He was born 4 March, 1743, at Downhouse, in the parish of Tavistock, of respectable parents. They moved whilst he was still an infant to a farm belonging to them, Knighton, in the parish of Hennock. As a child he was fond of mechanics, and amused himself with contriving various pieces of machinery. When aged eight years he watched the construction of a mill, and imitated it in small in wood, thoroughly grasping all the points in the mechanism. After a while the workmen engaged on the mill came to a difficulty, and the mill stopped, nor could they rectify the fault. Little Will Davy pointed out the defects; they saw that he was right, remedied the defects, and the mill ran “suently.”

He was educated at the Exeter Grammar School, and at the age of eighteen matriculated at Balliol College, Oxford. Whilst there the idea came into his head to produce a great work of divinity, a compendium of evidence of the origin of the Christian Faith; but the idea lay dormant for a few years.

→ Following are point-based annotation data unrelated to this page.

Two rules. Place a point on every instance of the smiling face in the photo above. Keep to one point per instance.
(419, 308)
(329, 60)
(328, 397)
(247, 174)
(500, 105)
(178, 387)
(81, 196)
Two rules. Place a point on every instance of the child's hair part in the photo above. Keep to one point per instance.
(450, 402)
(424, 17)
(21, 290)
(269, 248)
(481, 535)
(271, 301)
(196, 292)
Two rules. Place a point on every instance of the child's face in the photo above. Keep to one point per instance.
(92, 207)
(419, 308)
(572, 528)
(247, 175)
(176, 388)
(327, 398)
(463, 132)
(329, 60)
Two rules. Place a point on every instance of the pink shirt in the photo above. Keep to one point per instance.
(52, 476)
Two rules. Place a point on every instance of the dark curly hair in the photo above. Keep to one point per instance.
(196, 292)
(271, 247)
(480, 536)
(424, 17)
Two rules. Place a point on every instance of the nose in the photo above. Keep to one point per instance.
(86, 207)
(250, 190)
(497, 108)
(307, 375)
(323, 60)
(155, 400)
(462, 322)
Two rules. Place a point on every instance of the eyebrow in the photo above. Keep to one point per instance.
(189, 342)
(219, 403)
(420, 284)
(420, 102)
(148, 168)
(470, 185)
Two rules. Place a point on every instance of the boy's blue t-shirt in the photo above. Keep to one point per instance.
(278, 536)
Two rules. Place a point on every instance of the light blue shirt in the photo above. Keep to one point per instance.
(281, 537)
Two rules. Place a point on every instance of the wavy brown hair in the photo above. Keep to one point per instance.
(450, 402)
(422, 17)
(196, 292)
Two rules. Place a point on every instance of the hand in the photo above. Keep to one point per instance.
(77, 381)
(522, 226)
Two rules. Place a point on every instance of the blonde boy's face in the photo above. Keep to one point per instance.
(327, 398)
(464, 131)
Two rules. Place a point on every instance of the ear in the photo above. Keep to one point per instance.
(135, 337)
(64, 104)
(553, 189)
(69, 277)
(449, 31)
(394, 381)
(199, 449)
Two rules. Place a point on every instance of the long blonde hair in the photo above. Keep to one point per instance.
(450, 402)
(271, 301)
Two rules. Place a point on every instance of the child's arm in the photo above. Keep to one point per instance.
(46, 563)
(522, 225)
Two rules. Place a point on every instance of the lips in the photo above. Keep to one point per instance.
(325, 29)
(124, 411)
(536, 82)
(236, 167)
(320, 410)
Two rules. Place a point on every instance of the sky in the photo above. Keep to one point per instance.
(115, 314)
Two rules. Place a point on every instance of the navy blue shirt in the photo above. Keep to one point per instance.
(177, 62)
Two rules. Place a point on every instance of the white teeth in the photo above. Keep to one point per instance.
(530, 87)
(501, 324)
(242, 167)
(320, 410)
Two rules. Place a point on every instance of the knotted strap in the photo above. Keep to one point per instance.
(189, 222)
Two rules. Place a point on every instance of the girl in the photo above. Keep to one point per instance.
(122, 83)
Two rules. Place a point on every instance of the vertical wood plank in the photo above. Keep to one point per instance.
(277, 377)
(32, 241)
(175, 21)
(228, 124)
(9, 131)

On leaving college he was ordained to the curacy of Moreton Hampstead, and married Sarah, daughter of a Mr. Gilbert, of Longabrook, near Kingsbridge. When settled into his curacy he began to reduce to order the plan he had devised of writing a General System of Theology, and wrote twelve volumes of MS. on the subject.

Then he shifted to Drewsteignton. His preaching was complained of to the Bishop of Exeter, who sent for him. He took his twelve volumes of MS. with him and showed them to the Bishop, and bade him look through them and mark any lapse from orthodoxy.

This was more than the Bishop was disposed to do; he ran his fingers through the pages, he could do no more. “What the parishioners objected to,” said Davy, “was not that I taught false doctrine, but that I rebuke vicious habits that prevail.” Actually, doubtless, it was his long-winded discourses on the evidence for a God, and for the immortality of the soul, that the people objected to. They, simple souls, no more needed these evidences than they did that they themselves lived and talked and listened.

The Bishop was courteous, and promised Davy that he would give him any living that fell vacant, and asked him if he had a preference for one. Davy humbly replied that there was a certain benefice likely to be vacated very shortly that would suit him exactly. The Bishop promised to remember this, and of course forgot, and appointed some one else, one more of a toady, or better connected.

Davy continued his mechanical work and executed several ingenious pieces of machinery.

Then he was appointed to the curacy of Lustleigh at £40 per annum; but from that sum was deducted £5 for the rent of the rectory in which he had to live, the incumbent being non-resident.

Whilst at Lustleigh he published by subscription six volumes of sermons and lost £100 by the transaction, as many of the subscribers failed to pay for the books sent to them.